全国がん(成人病)センター協議会(全がん協)では2007年10月、一定の精度をクリアし、同意の得られた施設の部位別5年生存率を公表いたしました。2008年は主要部位の5年(相対)生存率(1997年〜2000年診断治療症例)ならびに1999年、2000年の2年間のデータを合わせて、施設別5年(相対)生存率(胃・肺・乳・大腸・子宮頸)を算定し、昨年と同様に一定の精度をクリアした施設、同意の得られた施設のみ、その結果を公表することにいたしました。単年集計の施設も含まれています。また、進行度はUICCのTNM分類による臨床病期を用いましたが、施設により地域がん登録で用いられる臨床進行度で掲載している施設もあることをご承知おきください。今回は2年間のデータを用いることにより子宮頸がんの施設別生存率が算定可能となりました。
昨年の公表に向けての取り組みの中で、これまで各施設で収集していた院内がん登録データと各診療科が持っている診療科データとの照合が十分にできていない施設の存在が明らかとなりました。そうした施設では院内がん登録の精度向上に向けての取り組みが開始されています。今回も多くの施設のご協力のおかげで、昨年より公表に同意いただいた施設が増加いたしました。とはいっても施設により登録精度に若干の問題があることも事実ですし、5年生存率のみで治療の質を判断できるわけではありません。それは施設により患者さんのがんの進行度や患者さん自身がもつがん以外の合併症、年齢構成等に差があるからです。そうしたことが多少なりとも判断できるように様々な情報を開示してあります。各施設の生存率をごらんになる場合は、このホームページ上のいろいろな解説、各施設のコメントを十分にお読みいただき、生存率の数字のみにとらわれることのないようにお願いいたします。

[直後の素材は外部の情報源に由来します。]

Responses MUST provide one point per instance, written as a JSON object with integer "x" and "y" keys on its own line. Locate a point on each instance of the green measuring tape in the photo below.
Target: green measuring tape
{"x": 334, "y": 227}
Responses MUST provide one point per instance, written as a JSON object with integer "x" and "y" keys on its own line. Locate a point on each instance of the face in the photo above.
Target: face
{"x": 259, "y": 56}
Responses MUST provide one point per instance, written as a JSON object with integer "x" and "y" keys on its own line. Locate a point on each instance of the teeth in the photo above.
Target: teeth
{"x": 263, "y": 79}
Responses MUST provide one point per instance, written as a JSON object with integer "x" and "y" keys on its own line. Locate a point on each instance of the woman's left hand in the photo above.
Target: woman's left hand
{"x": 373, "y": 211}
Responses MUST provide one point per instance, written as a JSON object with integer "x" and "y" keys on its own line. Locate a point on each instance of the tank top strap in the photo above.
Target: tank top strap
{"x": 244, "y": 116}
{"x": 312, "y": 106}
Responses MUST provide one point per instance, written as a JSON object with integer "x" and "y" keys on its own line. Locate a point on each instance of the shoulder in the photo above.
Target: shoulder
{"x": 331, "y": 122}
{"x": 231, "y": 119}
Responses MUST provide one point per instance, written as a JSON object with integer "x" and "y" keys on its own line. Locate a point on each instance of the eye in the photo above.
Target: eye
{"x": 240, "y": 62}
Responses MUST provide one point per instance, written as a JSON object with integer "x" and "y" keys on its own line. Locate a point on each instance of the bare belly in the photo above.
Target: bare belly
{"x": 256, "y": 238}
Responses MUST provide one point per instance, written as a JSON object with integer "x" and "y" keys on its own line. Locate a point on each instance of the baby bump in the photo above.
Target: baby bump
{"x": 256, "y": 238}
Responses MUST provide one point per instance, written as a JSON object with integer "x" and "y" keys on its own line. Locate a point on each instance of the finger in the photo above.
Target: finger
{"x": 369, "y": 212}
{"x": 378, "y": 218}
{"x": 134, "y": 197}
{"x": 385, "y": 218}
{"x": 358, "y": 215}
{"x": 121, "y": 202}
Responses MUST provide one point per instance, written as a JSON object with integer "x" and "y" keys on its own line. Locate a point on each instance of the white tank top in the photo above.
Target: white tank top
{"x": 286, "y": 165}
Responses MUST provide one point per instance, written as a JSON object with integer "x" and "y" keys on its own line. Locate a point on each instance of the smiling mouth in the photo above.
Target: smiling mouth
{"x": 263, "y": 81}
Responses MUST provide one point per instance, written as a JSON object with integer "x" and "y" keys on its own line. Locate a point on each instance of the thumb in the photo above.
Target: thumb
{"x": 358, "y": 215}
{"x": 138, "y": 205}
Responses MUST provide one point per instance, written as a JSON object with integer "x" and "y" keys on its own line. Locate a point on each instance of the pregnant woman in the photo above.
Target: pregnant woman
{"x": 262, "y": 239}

全がん協加盟施設の院内がん登録精度向上への本格的な取り組みが開始されています。数年後には拠点病院においても、院内がん登録データを用いて生存率が算定可能になりますが、十分な登録精度で生存率を解析できるようになるにはまだまだ時間がかかります。拠点病院におかれましては、院内がん登録データと各診療科データとの整合性をとる体制を早期に構築していただきたいと思います。また国におかれましては、2009年3月から始まる予定のがん診療連携拠点病院の全国集計を受けて3年生存率の調査は2011年12月を目処に行われるものと予想されますので、それまでに生存確認(追跡)調査が確実に行われる仕組みを構築し、拠点病院に対してその方法をご教示いただきたいと思います。